Maggie però, sapeva che anche lui era compiaciuto.
« Carl, tutte le mamme saranno più giovani di me, al binario. Mi concedi solo un secondo per mascherarmi da giovincella?»
« Dov'è finita mia moglie? Chi è questa ragazzina seduta alla sua toeletta?»
Carl abbracciò Maggie da dietro e le baciò il collo. Maggie rise, senza riuscire a contenersi.
Spazzolò ancora i capelli e con un colpo di bacchetta tentò un'acconciatura sobria ma sbarazzina, che le desse un'aria giovanile. Non le importava davvero l'aspetto esteriore, ma quel bel viso oltre lo specchio le irradiava una freschezza dimenticata da tempo.
Quante volte, pensò, triste, aveva fissato la sua immagine riflessa quando era davvero una ragazza. Quante volte si era vista invecchiare senza un figlio tanto desiderato.
E poi, alla fine, quando ormai non ci sperava più, era arrivato. Il suo tesoro, che oggi diventava grande.
« Mammaaaaa!» gridò la vocina impaziente del figlio undicenne, da sotto le scale.
I bauli erano già pronti da una settimana, anche se erano stati sistematicamente svuotati e riempiti almeno una volta al giorno. C'erano abbastanza calzini? Abbastanza soldi? Erano certi di aver preso il calderone della misura giusta? Gli ingredienti dello speziale erano corretti? Erano tutti?
« Mamma!»
strillò di nuovo il ragazzino, troppo su di giri per ricordarsi l'educazione.
Maggie si alzò in fretta e sorrise al marito. Carl osservò il risultato dell'incantesimo e approvò, schioccando un altro bacio sulla guancia di sua moglie.
« Eccomi, James, scusami» disse Maggie ricordandosi quasi all'ultimo di prendere la cesta con il gatto nuovo che avevano comprato a Diagon Alley. Il micio si svegliò di soprassalto e soffiò da dentro la gabbietta ondeggiante.

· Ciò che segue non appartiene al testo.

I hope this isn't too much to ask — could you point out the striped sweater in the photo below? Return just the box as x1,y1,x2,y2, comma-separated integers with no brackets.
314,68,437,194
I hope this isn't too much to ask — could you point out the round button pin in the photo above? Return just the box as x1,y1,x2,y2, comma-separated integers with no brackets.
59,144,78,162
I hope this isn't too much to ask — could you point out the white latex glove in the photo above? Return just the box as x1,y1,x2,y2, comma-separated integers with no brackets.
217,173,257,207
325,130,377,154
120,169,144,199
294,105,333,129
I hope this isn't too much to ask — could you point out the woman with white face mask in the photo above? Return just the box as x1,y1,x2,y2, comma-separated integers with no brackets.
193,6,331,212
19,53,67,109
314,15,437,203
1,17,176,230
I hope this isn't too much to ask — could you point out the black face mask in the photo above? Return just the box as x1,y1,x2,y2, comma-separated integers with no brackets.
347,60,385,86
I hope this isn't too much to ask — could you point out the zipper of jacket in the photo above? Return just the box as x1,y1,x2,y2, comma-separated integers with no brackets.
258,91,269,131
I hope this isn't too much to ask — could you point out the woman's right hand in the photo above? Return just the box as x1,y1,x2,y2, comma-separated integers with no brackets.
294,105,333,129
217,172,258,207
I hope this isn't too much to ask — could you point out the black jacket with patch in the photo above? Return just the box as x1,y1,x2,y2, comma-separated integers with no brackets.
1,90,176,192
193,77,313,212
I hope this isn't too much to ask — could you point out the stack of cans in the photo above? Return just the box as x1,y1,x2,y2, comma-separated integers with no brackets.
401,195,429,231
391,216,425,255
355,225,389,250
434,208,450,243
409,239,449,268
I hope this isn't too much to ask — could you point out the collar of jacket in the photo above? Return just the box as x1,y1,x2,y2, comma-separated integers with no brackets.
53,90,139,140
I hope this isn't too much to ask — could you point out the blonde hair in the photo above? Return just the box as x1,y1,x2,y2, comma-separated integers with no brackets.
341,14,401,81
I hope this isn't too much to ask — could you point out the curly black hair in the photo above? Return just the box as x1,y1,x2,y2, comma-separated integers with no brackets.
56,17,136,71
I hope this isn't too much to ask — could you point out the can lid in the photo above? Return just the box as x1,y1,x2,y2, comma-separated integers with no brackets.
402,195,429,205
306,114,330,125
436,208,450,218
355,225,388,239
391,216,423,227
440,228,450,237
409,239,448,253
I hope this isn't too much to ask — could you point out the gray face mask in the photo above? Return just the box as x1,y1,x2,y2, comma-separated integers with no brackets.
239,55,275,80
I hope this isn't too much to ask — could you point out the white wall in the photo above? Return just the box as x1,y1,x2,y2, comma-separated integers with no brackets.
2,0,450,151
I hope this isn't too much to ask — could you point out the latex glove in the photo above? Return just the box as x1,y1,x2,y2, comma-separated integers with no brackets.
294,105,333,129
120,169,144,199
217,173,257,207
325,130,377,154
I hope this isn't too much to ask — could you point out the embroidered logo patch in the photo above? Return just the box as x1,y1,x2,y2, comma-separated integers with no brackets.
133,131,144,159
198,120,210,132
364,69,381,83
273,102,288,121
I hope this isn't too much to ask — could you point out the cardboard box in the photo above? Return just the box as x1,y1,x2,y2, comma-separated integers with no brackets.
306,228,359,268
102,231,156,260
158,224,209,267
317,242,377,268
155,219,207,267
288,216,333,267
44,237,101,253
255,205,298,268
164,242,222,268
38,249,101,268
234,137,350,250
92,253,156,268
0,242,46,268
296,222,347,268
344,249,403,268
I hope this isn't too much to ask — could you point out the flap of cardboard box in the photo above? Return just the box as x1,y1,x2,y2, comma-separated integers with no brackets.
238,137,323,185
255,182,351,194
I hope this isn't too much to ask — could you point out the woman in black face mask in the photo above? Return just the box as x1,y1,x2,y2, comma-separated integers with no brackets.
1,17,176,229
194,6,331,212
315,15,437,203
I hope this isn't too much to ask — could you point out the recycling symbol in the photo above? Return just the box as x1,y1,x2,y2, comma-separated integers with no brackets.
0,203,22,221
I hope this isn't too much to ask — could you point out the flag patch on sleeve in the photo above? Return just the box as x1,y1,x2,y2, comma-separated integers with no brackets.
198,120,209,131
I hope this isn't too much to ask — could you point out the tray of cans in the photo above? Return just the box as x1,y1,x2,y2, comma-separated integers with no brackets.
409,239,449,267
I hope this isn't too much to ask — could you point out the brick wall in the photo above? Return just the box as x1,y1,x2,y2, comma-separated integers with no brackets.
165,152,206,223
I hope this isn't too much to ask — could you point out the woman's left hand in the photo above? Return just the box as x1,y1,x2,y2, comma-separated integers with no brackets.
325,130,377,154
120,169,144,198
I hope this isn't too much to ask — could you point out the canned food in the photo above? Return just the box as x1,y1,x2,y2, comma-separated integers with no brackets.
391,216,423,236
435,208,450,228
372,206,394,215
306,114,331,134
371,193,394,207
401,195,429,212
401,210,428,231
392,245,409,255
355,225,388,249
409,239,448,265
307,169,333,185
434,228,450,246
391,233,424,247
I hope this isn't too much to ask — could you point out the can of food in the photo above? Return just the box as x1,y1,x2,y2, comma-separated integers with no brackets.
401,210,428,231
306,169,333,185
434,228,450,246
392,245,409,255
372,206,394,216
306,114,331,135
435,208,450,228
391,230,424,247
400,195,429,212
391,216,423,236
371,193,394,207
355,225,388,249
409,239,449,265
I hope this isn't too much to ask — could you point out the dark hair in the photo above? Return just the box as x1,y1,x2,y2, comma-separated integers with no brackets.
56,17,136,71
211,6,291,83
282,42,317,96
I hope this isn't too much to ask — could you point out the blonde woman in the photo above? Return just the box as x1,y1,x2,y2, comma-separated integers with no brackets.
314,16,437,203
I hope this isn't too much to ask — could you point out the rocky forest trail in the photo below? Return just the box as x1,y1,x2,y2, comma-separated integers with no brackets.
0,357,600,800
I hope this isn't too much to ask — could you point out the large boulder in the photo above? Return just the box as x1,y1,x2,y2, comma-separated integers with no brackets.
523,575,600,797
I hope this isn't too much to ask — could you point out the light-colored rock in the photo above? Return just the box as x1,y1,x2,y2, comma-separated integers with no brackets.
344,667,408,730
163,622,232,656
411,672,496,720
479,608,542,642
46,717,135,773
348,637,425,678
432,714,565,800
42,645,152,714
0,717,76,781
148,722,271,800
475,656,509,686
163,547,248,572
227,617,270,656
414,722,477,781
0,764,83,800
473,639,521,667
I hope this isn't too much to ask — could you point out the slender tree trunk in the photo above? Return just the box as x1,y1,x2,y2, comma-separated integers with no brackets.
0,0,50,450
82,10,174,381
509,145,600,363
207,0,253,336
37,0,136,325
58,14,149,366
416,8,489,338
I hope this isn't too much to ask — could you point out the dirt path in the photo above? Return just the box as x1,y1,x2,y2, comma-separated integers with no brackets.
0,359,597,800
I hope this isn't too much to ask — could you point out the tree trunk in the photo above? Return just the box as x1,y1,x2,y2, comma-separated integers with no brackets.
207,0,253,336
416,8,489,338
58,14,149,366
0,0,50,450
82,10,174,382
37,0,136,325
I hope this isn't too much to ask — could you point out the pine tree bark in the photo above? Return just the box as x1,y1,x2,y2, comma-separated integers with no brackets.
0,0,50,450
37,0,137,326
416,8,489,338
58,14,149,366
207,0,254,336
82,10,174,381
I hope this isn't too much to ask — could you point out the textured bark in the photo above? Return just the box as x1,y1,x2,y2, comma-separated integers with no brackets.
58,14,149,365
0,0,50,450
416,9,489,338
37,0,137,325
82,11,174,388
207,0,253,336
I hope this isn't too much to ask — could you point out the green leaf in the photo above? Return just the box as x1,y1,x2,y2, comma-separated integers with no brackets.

La signora e il signor Potter scesero i gradini che conducevano al salotto, con i cappotti già abbottonati e la cesta col gatto in mano.
James Potter, un ragazzino smilzo di undici anni, con spettinati capelli neri e occhiali bene inforcati, saltellava qua e là, in direzione della porta di ingresso.
« Siamo in ritardo?»
« No, tesoro, il treno parte alle undici»
« Che ore sono?»
« Le dieci»
« E se avessero anticipato la partenza?»
« Non l'hanno fatto»
« E se troviamo traffico?»
« Ci smaterializzeremo»
« E dove lasceremo la macchina?»
« James, per l'amor del cielo!»
 
I tre, finalmente, riuscirono ad uscire di casa.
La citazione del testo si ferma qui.